Mantener la economía abierta, pero revisar distorsiones y asegurar un flujo de información y consulta permanente y una coordinación eficaz entre el gobierno y las empresas, para evitar errores o acciones unilaterales injustificadas como se han llegado a presentar. En este sentido, estamos proponiendo definir un marco de política arancelaria, que fije criterios.

Resulta fundamental detectar y apoyar sectores clave y fortalecer la integración productiva de las regiones, con Centros Regionales de Proveedores. Desarrollar clusters de acuerdo a las vocaciones productivas. Estímulos a la inversión y promoción del financiamiento, con garantías, apoyo al acceso a las fianzas y factoraje competitivos. Desarrollar y fortalecer los vínculos con universidades e instituciones técnicas.

Queremos impulsar proyectos de vinculación horizontal y vertical de cadenas productivas y de desarrollo de proveedores, particularmente MIPyMES, con las empresas grandes, las exportadoras y las maquiladoras.

Vamos por la mejora de los sistemas de información y asistencia técnica para las empresas. Duplicar el Fondo PYME. Revisar la normatividad de las compras del sector público. Más y mejor infraestructura, apostar por la innovación y el desarrollo tecnológico, eliminar trámites innecesarios.

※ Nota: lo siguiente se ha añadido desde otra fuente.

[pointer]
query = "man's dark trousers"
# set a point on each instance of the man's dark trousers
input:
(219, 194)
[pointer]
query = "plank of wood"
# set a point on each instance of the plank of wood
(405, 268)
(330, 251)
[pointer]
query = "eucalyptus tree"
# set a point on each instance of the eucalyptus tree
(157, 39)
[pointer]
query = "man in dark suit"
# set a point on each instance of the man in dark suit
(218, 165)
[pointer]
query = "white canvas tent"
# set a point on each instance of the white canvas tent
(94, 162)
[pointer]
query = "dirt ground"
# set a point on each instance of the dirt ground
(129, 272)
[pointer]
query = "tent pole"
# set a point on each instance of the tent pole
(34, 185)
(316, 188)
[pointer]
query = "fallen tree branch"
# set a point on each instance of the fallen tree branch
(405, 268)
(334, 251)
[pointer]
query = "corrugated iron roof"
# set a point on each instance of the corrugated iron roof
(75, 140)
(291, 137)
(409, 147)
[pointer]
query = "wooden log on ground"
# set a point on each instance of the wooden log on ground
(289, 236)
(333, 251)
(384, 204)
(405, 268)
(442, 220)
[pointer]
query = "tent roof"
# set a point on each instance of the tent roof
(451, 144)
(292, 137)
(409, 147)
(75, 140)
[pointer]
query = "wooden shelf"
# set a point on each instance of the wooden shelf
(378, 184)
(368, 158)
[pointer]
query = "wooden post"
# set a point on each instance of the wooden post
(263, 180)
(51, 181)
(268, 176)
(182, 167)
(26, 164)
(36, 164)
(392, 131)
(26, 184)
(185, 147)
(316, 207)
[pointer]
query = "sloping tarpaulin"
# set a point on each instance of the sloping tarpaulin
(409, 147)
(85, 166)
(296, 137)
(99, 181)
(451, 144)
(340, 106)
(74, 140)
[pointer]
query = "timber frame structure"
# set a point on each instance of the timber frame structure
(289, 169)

Estamos por una revisión y adecuación de la Ley de Metrología y Normalización. Armonizar y homologar las normas mexicanas con las internacionales, con reconocimiento mutuo, entre otras medidas.

Es tiempo de proyectar y construir un futuro de acuerdo con nuestras potencialidades.

Muchos países, incluyendo Estados Unidos, nuestro principal socio comercial, están construyendo políticas industriales de gran alcance.

México no puede permitirse una posición pasiva en este frente. El sector empresarial está listo, unido y con propuestas efectivas, para cumplir con la parte que le corresponde.